Interpretation "Dantons Tod" von Georg Büchner (Seite 3)

Doch auch diese Mitläufer-Figur ist keineswegs eindimensional gezeichnet. Mag ihre Verhaltensweise nicht gerade heldenhaft erscheinen, so bleiben ihre Beweggründe für den Zuschauer nachvollziehbar. Das entspricht der Konzeption des gesamten Stücks, das die Kategorien gut und böse völlig ausschließt. Selbst Robespierre erleben wir nicht ausschließlich als halsstarrig. In I,6 werden seine Zweifel offenbar: erst nach inneren Kämpfen entschließt er sich zur Liquidierung Dantons und des ihm selber nahestehenden Camille aus der Einsicht, dass der so weit fortgeschrittene Prozeß kein Zurück mehr erlaubt.

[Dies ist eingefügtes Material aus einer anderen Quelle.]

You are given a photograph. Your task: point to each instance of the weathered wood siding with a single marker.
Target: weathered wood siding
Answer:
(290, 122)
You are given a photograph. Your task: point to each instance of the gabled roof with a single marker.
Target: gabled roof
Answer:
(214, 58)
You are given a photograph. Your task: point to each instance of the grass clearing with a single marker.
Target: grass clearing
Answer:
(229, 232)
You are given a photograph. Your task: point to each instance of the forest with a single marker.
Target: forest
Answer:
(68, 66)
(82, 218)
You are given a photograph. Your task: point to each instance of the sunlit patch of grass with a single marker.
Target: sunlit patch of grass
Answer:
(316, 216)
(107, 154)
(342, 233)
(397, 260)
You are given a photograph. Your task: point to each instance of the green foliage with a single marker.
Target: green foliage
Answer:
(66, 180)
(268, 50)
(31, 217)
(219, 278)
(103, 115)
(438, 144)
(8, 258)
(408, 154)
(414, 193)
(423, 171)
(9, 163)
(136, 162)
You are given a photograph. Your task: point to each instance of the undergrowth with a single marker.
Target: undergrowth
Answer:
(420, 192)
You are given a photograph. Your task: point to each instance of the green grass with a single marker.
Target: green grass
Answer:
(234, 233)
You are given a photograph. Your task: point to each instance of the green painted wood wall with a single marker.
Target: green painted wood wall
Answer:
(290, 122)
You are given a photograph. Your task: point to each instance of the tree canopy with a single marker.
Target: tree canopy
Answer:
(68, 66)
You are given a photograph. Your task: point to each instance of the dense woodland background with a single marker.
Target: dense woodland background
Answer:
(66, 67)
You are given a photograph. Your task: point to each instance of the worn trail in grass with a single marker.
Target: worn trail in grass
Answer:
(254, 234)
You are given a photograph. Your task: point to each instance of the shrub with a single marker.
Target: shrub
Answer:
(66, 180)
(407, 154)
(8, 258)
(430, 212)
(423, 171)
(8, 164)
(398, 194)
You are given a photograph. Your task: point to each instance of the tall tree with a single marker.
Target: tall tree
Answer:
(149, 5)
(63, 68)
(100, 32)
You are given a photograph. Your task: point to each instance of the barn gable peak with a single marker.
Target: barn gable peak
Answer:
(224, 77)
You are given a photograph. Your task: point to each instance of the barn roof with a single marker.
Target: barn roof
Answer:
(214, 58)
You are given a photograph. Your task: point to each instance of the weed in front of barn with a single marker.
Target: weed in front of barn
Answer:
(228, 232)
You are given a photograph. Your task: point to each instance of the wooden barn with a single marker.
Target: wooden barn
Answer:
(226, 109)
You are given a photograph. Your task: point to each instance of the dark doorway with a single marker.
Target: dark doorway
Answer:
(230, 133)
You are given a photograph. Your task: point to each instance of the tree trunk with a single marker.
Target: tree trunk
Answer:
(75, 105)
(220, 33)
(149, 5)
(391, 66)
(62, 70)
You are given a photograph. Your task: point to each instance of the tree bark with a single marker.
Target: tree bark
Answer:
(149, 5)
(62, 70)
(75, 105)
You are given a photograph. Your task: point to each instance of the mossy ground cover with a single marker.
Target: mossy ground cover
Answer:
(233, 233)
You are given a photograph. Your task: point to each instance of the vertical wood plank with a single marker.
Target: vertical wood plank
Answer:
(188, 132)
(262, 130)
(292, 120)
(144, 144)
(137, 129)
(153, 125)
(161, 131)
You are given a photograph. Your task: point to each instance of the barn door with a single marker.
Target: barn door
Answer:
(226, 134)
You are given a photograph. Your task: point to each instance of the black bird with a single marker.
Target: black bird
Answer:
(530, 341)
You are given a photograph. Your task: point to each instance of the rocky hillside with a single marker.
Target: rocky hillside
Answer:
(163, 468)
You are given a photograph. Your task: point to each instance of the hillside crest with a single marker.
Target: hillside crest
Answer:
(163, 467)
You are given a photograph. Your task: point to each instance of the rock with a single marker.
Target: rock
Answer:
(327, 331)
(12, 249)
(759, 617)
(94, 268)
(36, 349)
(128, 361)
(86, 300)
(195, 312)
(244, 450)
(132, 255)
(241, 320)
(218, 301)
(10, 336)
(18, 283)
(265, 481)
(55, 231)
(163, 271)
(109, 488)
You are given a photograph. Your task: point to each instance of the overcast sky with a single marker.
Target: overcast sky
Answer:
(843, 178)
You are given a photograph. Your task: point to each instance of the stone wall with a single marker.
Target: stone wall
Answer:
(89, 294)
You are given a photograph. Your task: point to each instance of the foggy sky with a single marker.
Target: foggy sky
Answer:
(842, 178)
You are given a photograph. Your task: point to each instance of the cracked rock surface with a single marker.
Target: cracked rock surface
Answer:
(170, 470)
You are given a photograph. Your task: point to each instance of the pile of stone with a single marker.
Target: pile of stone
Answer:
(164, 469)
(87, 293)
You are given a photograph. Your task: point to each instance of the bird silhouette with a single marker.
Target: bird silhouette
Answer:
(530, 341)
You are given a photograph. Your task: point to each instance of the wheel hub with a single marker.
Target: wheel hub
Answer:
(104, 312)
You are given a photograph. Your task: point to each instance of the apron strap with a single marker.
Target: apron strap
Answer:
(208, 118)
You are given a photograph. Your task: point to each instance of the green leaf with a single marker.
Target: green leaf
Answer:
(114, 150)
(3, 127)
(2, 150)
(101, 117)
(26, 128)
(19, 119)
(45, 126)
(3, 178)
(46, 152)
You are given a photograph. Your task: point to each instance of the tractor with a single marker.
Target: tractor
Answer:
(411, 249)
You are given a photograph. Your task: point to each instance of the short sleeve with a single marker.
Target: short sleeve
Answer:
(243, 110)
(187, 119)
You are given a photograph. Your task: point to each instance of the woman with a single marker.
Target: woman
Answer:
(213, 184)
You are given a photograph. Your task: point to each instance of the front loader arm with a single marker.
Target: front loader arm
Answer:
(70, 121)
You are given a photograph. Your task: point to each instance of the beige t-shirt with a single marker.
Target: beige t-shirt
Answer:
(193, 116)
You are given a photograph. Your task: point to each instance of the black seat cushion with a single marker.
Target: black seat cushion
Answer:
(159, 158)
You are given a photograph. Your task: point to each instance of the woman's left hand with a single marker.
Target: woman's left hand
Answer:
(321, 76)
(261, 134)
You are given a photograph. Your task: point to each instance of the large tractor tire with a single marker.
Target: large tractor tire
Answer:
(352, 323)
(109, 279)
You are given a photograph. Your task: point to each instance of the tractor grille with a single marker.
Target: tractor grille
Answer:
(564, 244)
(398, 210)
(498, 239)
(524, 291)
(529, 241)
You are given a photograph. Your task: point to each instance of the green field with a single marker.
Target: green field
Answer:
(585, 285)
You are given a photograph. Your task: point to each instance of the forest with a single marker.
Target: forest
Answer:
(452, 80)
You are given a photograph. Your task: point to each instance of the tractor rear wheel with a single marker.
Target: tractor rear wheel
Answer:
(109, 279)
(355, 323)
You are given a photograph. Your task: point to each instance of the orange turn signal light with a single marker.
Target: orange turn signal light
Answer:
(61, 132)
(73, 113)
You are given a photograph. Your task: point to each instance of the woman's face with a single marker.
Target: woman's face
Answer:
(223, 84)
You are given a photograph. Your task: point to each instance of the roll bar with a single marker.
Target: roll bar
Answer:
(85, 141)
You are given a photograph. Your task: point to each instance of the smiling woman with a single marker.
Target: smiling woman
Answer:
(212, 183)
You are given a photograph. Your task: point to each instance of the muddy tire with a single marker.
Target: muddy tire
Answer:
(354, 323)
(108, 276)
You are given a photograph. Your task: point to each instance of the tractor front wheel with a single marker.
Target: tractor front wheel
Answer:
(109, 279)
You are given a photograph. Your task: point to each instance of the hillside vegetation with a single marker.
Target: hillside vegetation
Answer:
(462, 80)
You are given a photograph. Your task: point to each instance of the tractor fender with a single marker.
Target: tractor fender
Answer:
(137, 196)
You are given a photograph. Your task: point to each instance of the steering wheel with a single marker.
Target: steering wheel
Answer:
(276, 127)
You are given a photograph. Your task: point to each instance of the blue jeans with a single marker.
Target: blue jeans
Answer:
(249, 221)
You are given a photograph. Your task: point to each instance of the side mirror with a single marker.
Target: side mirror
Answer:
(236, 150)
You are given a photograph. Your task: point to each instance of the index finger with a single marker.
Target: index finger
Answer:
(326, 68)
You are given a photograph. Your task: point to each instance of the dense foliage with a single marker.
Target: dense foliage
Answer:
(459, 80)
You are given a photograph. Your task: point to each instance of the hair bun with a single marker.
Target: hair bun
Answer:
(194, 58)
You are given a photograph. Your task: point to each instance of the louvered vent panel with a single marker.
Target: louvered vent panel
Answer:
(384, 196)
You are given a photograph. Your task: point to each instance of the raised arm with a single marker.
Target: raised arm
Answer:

Zugleich wird ihm die ungeheure Einsamkeit bewusst, die der Preis seiner Unbeugsamkeit ist: "Sie gehen Alle von mir." Der als 'Blutmessias' verschrieene Revolutionsführer erscheint als negative Schöpfer-Instanz. "Alles ist wüst und leer" – der Ausgangszustand der biblischen Schöpfungsgeschichte (Genesis 1,2) bildet hier den Endpunkt der Entwicklung. Doch Danton, sein Gegenspieler, kann kaum als Sympathieträger angesehen werden. Nicht nur, weil er selber an der Errichtung der Schreckensherrschaft beteiligt gewesen ist, sondern vor allem, weil seine resignierend-zynische Haltung wirkliches 'Engagement' vermissen lässt. "Und Frankreich bleibt seinen Henkern?", fragt Philippeau in II,1, worauf Danton erwidert: "Was liegt daran? Die Leute befinden sich ganz wohl dabey. Sie haben Unglück, kann man mehr verlangen um gerührt, edel, tugendhaft oder witzig zu seyn oder um überhaupt keine Langeweile zu haben?"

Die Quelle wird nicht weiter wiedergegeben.